_TORCH_LESS_EQUAL_2_6

Borda · Borda · commit 84cae4785128 · 2025-03-11T12:48:54.000+01:00
diff --git a/src/lightning/fabric/utilities/imports.py b/src/lightning/fabric/utilities/imports.py
@@ -34,6 +34,7 @@
 _TORCH_EQUAL_2_4_0 = compare_version("torch", operator.eq, "2.4.0")
 _TORCH_GREATER_EQUAL_2_4 = compare_version("torch", operator.ge, "2.4.0")
 _TORCH_GREATER_EQUAL_2_4_1 = compare_version("torch", operator.ge, "2.4.1")

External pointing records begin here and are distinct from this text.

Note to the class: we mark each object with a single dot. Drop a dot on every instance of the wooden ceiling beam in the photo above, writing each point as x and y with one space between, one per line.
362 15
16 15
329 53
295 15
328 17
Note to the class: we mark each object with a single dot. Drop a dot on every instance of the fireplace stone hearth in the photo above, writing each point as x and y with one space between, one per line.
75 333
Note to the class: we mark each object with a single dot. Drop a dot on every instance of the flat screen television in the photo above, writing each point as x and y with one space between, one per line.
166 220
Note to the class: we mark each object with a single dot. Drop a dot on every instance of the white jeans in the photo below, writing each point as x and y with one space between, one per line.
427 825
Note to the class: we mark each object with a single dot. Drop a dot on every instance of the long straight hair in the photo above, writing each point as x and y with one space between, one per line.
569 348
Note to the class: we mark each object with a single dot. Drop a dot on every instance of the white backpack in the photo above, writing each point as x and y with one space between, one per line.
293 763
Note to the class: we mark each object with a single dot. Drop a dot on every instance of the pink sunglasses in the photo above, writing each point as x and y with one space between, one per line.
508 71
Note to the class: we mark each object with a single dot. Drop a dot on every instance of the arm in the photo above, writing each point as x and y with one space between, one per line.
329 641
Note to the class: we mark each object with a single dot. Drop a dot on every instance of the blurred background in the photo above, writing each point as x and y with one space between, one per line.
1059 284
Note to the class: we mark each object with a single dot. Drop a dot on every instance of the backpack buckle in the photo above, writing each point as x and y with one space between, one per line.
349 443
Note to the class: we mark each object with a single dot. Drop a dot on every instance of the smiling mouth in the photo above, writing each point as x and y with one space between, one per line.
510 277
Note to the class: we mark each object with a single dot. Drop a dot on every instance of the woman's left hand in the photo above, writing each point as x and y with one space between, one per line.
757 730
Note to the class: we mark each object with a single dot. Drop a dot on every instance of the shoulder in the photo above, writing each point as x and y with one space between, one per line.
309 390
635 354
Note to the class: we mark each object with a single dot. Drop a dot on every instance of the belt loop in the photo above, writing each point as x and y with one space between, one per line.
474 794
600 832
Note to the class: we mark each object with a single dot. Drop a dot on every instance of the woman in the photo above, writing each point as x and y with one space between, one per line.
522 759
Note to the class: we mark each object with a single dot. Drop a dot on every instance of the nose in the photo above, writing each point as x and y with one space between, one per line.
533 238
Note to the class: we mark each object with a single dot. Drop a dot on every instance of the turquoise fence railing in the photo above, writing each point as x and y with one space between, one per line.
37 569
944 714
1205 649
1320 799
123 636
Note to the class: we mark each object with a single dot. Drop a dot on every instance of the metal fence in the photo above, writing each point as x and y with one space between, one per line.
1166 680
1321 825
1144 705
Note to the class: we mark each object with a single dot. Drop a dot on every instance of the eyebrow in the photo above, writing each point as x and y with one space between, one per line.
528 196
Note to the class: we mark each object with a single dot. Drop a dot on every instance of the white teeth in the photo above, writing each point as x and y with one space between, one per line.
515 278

+_TORCH_LESS_EQUAL_2_6 = compare_version("torch", operator.le, "2.6.0")
 
 _PYTHON_GREATER_EQUAL_3_10_0 = (sys.version_info.major, sys.version_info.minor) >= (3, 10)
 
diff --git a/tests/tests_fabric/strategies/test_ddp_integration.py b/tests/tests_fabric/strategies/test_ddp_integration.py
@@ -23,6 +23,7 @@
 from torch.nn.parallel.distributed import DistributedDataParallel
 
 from lightning.fabric import Fabric
+from lightning.fabric.utilities.imports import _TORCH_LESS_EQUAL_2_6
 from tests_fabric.helpers.runif import RunIf
 from tests_fabric.strategies.test_single_device import _run_test_clip_gradients
 from tests_fabric.test_fabric import BoringModel
@@ -84,16 +85,18 @@ def test_reapply_compile():
     fabric.launch()
 
     model = BoringModel()
-    # compile_kwargs = {"mode": "reduce-overhead"}
-    compiled_model = torch.compile(model)  # , **compile_kwargs
+    # currently (PyTorch 2.6) using ruduce-overhead here casues a RuntimeError:
+    # Error: accessing tensor output of CUDAGraphs that has been overwritten by a subsequent run.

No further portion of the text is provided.